Ainsi ils ont pu voir : Age de Glace 3, Age de Glace 4, Aladdin, Cars, Kung Fu Panda, Le Roi Lion, Les Indestructibles, Les Minions, Les Pingouins de Madagascar, Madagascar 2, Mission Impossible.
Mais aussi : Caramel, Charlie Chaplin : Le cirque et  Les temps modernes, Wadjda.
D’ici la fin de l’année nous avons établi une première programmation qui proposera : Batman, Captain Abu Raed, Les Femmes du bus 678, Persepolis, Star Wars, The Walk, The Idole, Une séparation, Wall-E, Le retour de la Fanfare etc…
La programmation du mois d’Octobre, en partenariat avec l’Institut Français, sera consacrée au festival du film d’animation et nous projetterons durant ce mois, des films d’animation réalisés principalement par les élèves des écoles françaises d’animation.
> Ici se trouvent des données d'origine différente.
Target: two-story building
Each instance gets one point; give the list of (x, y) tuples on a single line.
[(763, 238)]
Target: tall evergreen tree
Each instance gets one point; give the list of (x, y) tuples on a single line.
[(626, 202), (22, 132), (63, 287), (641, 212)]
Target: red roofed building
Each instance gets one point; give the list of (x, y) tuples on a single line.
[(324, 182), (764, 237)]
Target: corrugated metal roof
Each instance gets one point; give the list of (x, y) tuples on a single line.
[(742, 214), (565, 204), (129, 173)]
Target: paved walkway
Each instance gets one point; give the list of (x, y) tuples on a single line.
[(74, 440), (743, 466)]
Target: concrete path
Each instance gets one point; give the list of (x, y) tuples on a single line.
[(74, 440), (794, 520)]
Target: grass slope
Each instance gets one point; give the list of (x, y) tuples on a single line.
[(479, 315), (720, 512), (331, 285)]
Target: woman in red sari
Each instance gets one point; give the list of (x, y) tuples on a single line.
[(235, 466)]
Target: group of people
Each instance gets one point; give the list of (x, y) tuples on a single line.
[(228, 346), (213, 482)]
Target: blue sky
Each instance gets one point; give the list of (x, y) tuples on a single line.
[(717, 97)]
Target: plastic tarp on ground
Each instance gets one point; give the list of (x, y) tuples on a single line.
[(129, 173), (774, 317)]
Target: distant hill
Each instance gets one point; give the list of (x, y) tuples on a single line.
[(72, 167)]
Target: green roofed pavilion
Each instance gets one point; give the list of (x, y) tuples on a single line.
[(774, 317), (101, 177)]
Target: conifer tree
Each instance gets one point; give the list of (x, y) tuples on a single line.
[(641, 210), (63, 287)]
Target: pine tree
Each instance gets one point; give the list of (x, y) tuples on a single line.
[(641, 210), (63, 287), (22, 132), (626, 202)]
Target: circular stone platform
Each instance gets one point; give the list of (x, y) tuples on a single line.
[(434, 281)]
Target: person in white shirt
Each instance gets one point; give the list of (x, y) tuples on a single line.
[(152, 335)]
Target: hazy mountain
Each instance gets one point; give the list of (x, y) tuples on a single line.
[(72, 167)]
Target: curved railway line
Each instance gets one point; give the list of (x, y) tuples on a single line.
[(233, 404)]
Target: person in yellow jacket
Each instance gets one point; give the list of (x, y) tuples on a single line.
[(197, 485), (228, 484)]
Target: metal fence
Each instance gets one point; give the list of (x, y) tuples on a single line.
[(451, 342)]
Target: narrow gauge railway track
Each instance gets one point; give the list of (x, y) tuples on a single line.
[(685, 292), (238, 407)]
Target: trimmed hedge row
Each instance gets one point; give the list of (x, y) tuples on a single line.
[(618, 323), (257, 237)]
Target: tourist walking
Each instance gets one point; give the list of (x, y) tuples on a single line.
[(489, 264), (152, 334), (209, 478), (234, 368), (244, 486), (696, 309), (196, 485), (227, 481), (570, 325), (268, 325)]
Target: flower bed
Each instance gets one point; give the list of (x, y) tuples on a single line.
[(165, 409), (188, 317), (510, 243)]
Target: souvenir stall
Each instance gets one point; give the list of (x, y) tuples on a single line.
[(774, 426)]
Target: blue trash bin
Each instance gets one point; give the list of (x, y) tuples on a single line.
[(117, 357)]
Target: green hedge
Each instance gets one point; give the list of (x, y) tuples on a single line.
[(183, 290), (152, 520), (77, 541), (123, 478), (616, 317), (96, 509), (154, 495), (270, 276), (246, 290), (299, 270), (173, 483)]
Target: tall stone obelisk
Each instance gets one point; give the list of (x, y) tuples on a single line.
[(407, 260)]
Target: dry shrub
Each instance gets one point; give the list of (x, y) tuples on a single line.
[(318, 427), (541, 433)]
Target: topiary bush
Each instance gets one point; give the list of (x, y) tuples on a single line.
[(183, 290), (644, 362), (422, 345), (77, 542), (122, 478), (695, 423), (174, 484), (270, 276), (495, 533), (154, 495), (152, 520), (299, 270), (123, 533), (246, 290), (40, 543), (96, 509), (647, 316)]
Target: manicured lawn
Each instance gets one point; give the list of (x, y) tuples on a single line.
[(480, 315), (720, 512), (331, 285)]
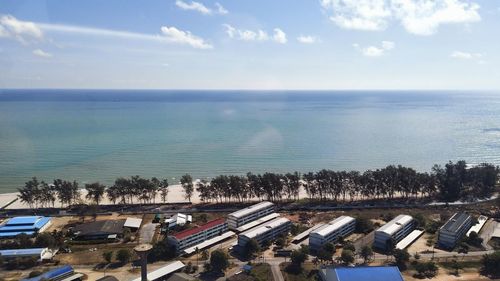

Aujourd’hui c’est une nouvelle aventure pour notre association qui est soutenue par le CNC et dont le comité de soutien s’enrichi tous les jours de nouveaux membres. Nous espérons pouvoir dès l’année prochaine élargir notre action à l’ensemble du Kurdistan et être présents dès que cela sera possible dans les territoires Irakiens libérés afin de planter à nouveau un écran de cinéma, fenêtre ouverte sur le monde."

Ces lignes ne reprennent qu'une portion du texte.